Your value of your primary residence does NOT NOT NOT go on your FAFSA…at all. Where did you put that? The fafsa directions are very clear…real estate does NOT include the home in which you reside. Is that what you are talking about?

I assumed I has been asked the home value in fasfa. That’s actually good news. Just misremembering. If that’s the case - how best to value the home in CSS?

At least where we live, the assessed value of your home is multiplied by the Common Level Ratio (issued by the County and which changes every year) to approximate the value of your home. That might be why your assessment seems so low compared to estimated sales price.

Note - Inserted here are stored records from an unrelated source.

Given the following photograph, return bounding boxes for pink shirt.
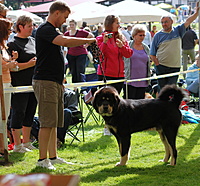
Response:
[64,29,89,56]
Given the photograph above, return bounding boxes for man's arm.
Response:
[150,55,159,66]
[184,2,199,28]
[52,35,96,47]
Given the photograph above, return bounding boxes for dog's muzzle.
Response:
[99,104,113,116]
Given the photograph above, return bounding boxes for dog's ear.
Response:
[113,94,120,112]
[92,91,99,113]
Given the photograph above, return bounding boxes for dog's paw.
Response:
[158,159,168,163]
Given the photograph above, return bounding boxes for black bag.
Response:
[90,42,101,64]
[31,117,40,141]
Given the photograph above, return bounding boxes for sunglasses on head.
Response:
[0,14,6,18]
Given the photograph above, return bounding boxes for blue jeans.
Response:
[67,54,87,83]
[155,65,180,90]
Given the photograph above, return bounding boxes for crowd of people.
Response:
[0,1,199,169]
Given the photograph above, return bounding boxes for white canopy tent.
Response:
[68,1,108,21]
[82,0,176,24]
[7,10,43,24]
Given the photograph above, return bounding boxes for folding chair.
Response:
[81,73,100,125]
[66,111,85,145]
[60,89,85,145]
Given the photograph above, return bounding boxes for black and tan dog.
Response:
[93,85,185,166]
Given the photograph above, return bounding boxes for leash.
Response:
[90,42,107,86]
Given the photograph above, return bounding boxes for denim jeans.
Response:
[155,65,180,90]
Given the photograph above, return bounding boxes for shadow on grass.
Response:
[81,125,200,185]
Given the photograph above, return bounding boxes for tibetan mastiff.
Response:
[93,85,186,166]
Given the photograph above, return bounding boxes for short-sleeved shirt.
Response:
[129,48,148,87]
[64,29,89,56]
[182,29,198,50]
[8,36,36,86]
[33,22,64,84]
[150,24,186,68]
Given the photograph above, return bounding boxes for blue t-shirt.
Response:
[33,22,64,85]
[150,24,186,68]
[129,48,148,87]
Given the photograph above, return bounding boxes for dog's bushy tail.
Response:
[158,85,187,107]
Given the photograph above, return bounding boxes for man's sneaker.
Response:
[50,157,73,165]
[36,159,56,170]
[103,127,112,136]
[13,144,32,153]
[23,142,37,150]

Zillow seems to be what most people use.

As OP’s correction attests, only the CSS asks for home valuation. I went to several sites (Zillow included) and picked the lowest one. I suppose you could use the value used to calculate property taxes, but it’s always way lower than market value (thank goodness) and not really an honest picture of what your house is worth on the market.

The idea is what it could sell for tomorrow, as-is. Your house, not what the last nearby one sold for, either.

Most sites tell you not to use assessed value, which is the town’s own calculation. Eg, in my area, a discount is applied for homeowner occupancy. For various reasons, the actual assessment runs high. Zillow, et al, are based on neighborhood comparisons, not your home, which may have different upgrades or not, or flaws. Imo, go as low as you can justify.

I was able to use the fed calculator to our advantage, some don’t find it so.
http://www.finaid.org/calculators/federalhousing.phtml

Zillow overprices homes in our area by a lot, IMO – by probably more than $100k (in SoCal). Zillow assumes that there is no deferred maintenance issues or repairs necessary. In our case, I went for local neighborhood comps (I actually saved flyers from local homes with same floor plans). There is a house identical to ours down the street that has been for sale for over 6 mos. asking $695,000. I took that price (which arguably is priced too high, as it hasn’t sold, even though it has been completely renovated) & deducted $100k for necessary upgrades which we’d have to do in order to sell our house (3 new bathrooms, new flooring/carpet & a new roof). I feel, if asked, we could justify our estimate with these facts.

I used the lower value of the Zestimate range on Zillow.